• Members 81 posts
    Feb. 1, 2026, 6:34 a.m.

    A couple of three-image stacks for a bit of help with depth of field. C&Cwelcome.

    DSCF9973_stack.jpeg

    DSCF0015_stack.jpeg

    DSCF9973_stack.jpeg

    JPG, 1.2 MB, uploaded by Meeces on Feb. 1, 2026.

    DSCF0015_stack.jpeg

    JPG, 1.3 MB, uploaded by Meeces on Feb. 1, 2026.

  • Members 805 posts
    Feb. 1, 2026, 10:49 a.m.

    In first image the tracks look like wound in the forest.. Love second image. And for third you could have written moon instead of sun and I'd believed it, looks more like nightscape.

  • Members 805 posts
    Feb. 1, 2026, 10:53 a.m.

    Looks like trees are fighting over their fallen friend in the background. NIce scene.

  • Members 805 posts
    Feb. 1, 2026, 10:56 a.m.
  • Members 805 posts
    Feb. 1, 2026, 11:01 a.m.

    Very moody with such dark scheme. Fischer on image is great, gives better sense of scale, at first I thought that the foreground is more distant.

  • Members 805 posts
    Feb. 1, 2026, 11:10 a.m.

    I agree, on foreground there is not much to look at, maybe adding bit more contrast and colour to these ice blocks would work.

  • Members 1888 posts
    Feb. 2, 2026, 1:01 p.m.

    Nicely processed. The result gives us a warm and friendly woodland area that certainly looks magical.

  • Members 1888 posts
    Feb. 2, 2026, 1:05 p.m.

    I'm a big fan of frost on trees like this, especially when there's some nice light catching them. The snow looks good, white with a slightly blue tone, just as I like it :-)

  • Members 1888 posts
    Feb. 2, 2026, 1:12 p.m.

    I like the second best.
    I guess the stacking was "focus stacking" to increase the DOF. The technique can certainly help to add in more areas, at different depths, that are all sharply in focus.
    Sometimes it's just what you want/need in an image, other times it's the out-of-focus areas that are used to create more depth and separation
    Oh, all these choices , choices, choices ;-)

  • Members 1888 posts
    Feb. 2, 2026, 2:38 p.m.

    Many thanks :-)

    It seems no one, except me, likes my first image.
    No worries, we all know tastes are different. And to be fair, no one liked it either, when I posted it once before, a year or two ago ;-)

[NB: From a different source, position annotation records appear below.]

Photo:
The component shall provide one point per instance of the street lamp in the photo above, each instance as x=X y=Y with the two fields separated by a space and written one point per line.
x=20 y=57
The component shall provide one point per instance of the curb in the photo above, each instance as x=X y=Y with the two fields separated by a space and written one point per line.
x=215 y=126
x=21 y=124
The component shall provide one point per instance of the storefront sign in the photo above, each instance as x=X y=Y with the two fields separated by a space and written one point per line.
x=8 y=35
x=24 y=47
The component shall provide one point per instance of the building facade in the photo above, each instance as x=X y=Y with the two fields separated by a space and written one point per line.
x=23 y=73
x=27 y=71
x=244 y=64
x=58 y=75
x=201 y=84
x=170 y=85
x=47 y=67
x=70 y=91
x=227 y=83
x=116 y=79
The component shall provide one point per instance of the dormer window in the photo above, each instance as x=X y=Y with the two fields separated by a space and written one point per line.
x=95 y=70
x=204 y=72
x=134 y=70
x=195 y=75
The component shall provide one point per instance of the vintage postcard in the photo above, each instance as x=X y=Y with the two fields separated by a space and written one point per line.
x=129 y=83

    In that image I quite liked the way that the path looks interesting with high contrast patches of white snow on the dark ground below, and
    it's sort of dynamic, caused at speed, while the forest is still and stationary in the fog.
    And since we usually need paths in the forest to hike on, I feel it's not like a wound but just a contrasting line underscoring the forest's natural environment.